THE FANDOM: Surprisingly vocal! This was one of those shows that people liked a whole lot for its run, and its ending (as covered in this very space) was met with a reaction just short of biblical. Tend to be a bit older, and people who also like sitcoms and want them to be good, and also want them to not be screaming at them about why they should think this particular sitcom is good, nor surrounding the goodness in a package of, say, interpretive dancing for a Spanish grade.
THE THING: A first-season phenomenon that has since quieted way down to a cult show (which, really, is what it should have been the whole time) about people singing pop songs while going through the biggest, most obvious motions of something like acceptance. The ladies of the show may be cursed, as two of them have had boyfriends die almost exactly a year apart.
THE FANDOM: At this point I think it’s down to the people who were themselves in glee clubs in high school? Occasionally they poke their heads into the wider world, but at this point everyone pretty much knows what they’re about, and they continue to go on their merry way.
It’s Always Sunny in Philadelphia
THE THING: You know, the state of television production is a mess. Shows that don’t perform extremely well for networks get unceremoniously axed, unless the network itself is doing so poorly on that night that they keep a critical favorite around so that someone’s favorite is on the air. And they complain that they can’t do things like cable, because of larger overheads, etc. And yet I put it to the theoretical television executives out there: maybe you could? Because the cable model isn’t based on anything other than sticking with profitable enterprises even if they aren’t particularly profitable. When It’s Always Sunny in Philadelphia started, it was early days for original programming on FX, and it was mostly touted for being Danny Devito’s tv show. It’s the launching pad for Charlie Day, and remains a favorite source of quotes, image macros, gifs, and all of the other markers of online fandom presence. Plus, it’s been on and successful for nine years. So what’s the argument?
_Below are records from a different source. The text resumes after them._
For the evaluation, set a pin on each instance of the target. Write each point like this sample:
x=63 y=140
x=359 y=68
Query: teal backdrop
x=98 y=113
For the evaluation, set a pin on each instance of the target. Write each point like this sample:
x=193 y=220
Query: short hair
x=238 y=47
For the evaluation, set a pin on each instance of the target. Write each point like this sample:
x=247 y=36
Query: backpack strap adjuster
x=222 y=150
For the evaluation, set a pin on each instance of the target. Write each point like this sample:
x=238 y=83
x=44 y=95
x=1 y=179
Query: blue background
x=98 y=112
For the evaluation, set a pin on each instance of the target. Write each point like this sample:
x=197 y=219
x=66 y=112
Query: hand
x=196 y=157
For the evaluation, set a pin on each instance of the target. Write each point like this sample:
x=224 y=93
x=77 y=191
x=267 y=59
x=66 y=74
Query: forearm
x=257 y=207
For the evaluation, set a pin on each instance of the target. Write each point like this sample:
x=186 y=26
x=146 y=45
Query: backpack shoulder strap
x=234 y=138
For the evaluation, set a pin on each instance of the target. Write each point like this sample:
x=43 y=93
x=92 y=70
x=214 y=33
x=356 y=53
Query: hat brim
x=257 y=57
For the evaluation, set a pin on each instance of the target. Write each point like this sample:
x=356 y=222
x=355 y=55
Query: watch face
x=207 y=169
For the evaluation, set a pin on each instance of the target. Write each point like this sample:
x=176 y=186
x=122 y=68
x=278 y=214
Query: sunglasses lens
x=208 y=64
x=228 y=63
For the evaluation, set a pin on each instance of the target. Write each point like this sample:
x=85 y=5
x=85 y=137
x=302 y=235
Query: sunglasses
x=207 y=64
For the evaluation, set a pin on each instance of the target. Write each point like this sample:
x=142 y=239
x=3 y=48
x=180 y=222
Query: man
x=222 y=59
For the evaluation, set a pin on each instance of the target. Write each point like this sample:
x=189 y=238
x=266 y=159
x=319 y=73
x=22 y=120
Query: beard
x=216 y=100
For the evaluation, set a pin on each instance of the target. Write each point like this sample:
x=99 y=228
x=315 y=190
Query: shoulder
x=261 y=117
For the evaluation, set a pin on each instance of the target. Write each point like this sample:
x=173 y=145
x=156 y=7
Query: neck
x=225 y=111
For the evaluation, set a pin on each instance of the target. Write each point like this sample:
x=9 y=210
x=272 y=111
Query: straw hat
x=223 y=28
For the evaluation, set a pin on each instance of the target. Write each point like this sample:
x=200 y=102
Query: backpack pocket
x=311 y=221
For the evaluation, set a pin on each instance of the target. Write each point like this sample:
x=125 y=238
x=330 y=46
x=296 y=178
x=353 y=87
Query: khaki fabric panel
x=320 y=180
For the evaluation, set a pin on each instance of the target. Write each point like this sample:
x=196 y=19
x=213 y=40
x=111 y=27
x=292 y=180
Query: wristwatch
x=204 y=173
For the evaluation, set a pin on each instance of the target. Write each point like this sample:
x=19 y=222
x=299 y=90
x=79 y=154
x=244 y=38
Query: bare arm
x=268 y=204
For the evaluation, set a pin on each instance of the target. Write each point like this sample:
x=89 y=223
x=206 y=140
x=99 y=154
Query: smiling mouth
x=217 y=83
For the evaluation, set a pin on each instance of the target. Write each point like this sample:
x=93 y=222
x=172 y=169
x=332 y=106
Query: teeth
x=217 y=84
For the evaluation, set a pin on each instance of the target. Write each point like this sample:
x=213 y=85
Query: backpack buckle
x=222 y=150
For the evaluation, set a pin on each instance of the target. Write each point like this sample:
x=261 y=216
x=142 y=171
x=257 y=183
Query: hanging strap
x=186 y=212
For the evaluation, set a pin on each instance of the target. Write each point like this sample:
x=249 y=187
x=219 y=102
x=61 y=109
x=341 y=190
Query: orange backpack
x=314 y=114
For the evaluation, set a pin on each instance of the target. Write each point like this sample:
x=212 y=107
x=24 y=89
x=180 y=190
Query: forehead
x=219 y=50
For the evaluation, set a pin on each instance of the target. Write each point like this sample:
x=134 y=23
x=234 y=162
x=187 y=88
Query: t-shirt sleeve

THE FANDOM: As mentioned, it’s extremely visible, probably because the show lends itself so well to sharing the punchlines and not losing any of their quality. And also partly because it’s been on for nine years. The fandom doesn’t seem to be any unified group, but they’re very much out there.
THE THING: A very funny show about cops that, if nothing else, gives us two things: Andre Braugher being very funny, and a wider platform for the comedy genius of Chelsea Peretti.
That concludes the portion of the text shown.